Valoramos el trabajo terminado cuando en
el corazón se guarda el recuerdo de sudores y esperanzas.
Un campo y fuerza entre las manos. Abrir
surcos, lanzar semillas, regar y anhelar lluvias nuevas. Luego, quitar abrojos,
luchar contra parásitos incansables.
Pasan las semanas y los meses. Quedan
atrás fríos y tormentas, jornadas de sol y días inciertos. Por fin, llega el
tiempo para la cosecha.
La semilla dio fruto. Crecieron plantas
vigorosas. Las espigas ondean bajo el viento. Un campo fecundo ofrece una
cosecha como pocas.
El tiempo de cosechas tiene un sabor
especial para quien ha estado tantos días sobre el surco. No es lo mismo
masticar pan tierno sin haberlo trabajado que tomar entre las manos una hogaza
cuando en el corazón se guarda el recuerdo de sudores y esperanzas.
Si la cosecha ha sido buena, surge de lo
más íntimo del alma un canto de gratitud a Dios.
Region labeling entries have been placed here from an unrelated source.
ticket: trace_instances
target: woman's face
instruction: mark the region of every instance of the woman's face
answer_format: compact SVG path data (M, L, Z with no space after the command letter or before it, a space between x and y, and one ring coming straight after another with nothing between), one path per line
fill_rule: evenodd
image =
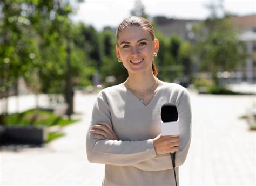
M119 33L117 56L130 73L152 70L153 53L158 51L157 39L152 41L149 32L141 27L131 26Z

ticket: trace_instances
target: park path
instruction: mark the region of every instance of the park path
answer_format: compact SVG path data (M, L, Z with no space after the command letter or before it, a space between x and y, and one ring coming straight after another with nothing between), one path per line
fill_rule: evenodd
M192 139L180 168L181 185L255 185L256 132L239 119L255 96L215 96L191 92ZM104 166L86 159L85 136L96 94L76 93L75 108L82 119L63 129L65 137L44 148L2 148L0 185L98 185ZM41 95L40 104L46 105ZM11 98L10 111L15 110ZM21 110L33 106L33 97L21 96Z

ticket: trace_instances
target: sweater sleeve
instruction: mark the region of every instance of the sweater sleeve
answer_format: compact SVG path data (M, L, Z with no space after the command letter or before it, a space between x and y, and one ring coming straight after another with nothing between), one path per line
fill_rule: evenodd
M188 92L186 89L183 92L178 103L177 110L180 134L179 151L176 153L176 167L184 163L191 139L191 108ZM170 153L158 155L151 159L132 166L143 170L149 171L160 171L172 168Z
M91 138L90 130L99 121L111 125L111 116L106 95L99 93L94 105L86 135L86 153L91 163L118 166L136 164L156 156L153 139L139 141L98 140Z

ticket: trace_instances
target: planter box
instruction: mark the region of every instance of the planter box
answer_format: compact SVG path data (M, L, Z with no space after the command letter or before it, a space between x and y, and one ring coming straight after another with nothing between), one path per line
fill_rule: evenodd
M45 126L6 126L2 143L42 144L47 140L47 132Z

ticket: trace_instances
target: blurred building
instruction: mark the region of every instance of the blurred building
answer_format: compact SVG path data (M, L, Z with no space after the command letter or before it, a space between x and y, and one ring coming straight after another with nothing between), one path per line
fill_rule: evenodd
M159 32L170 37L176 34L184 40L193 43L196 41L192 30L194 23L200 23L199 20L180 19L167 18L157 16L153 20ZM256 14L245 16L231 17L235 30L239 34L240 39L246 44L249 56L245 65L238 67L237 71L230 74L232 82L240 83L246 81L250 83L256 82Z
M184 40L194 41L194 34L192 31L193 24L201 22L195 19L167 18L157 16L153 18L159 31L166 37L177 34Z
M245 66L238 67L240 73L240 80L252 83L256 81L256 15L235 16L231 18L235 30L239 33L239 38L246 44L249 56Z

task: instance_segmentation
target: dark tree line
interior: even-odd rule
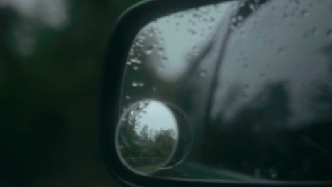
[[[151,171],[162,166],[171,155],[176,143],[173,129],[154,130],[140,125],[141,114],[148,102],[140,102],[122,118],[119,129],[119,151],[126,162],[140,171]]]

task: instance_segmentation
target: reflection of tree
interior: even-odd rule
[[[239,99],[229,97],[232,98]],[[208,164],[250,174],[267,174],[270,169],[284,166],[289,159],[288,139],[283,133],[290,116],[285,84],[267,85],[249,104],[245,103],[231,120],[220,117],[211,123],[208,129],[210,140],[206,144],[204,160]],[[219,116],[222,116],[224,111],[220,112]],[[287,163],[280,163],[280,160]]]
[[[145,125],[139,133],[141,115],[146,113],[149,102],[140,102],[121,119],[119,149],[131,167],[142,171],[157,169],[170,157],[176,142],[173,129],[154,131]]]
Desde su mirada paterna, con
su cariño incansable, nos permite nuevamente tener en la mesa los frutos de los
campos, recogidos gracias a hombres y mujeres que, cerca o lejos, emprendieron
ese difícil trabajo de la siembra.
La gratitud, si es completa, se
convierte en fiesta compartida. Los frutos no son para unos pocos. Cientos de
hombres y mujeres esperan, necesitan, manos amigas que compartan ese don
inmenso de una nueva cosecha. La caridad es parte de ese inmenso río de
bendiciones que viene de los cielos.
Es tiempo de cosechas y de acción de
gracias, de bendiciones y de repartos. Si hay justicia y amplitud de miras, si
hay generosidad y atención a los más pobres, este tiempo será una nueva ocasión
para imitar la bondad del Dios que hace llover sobre buenos y malos (cf. Mt 5,44-48),
que ofrece amor y alegría sin medida.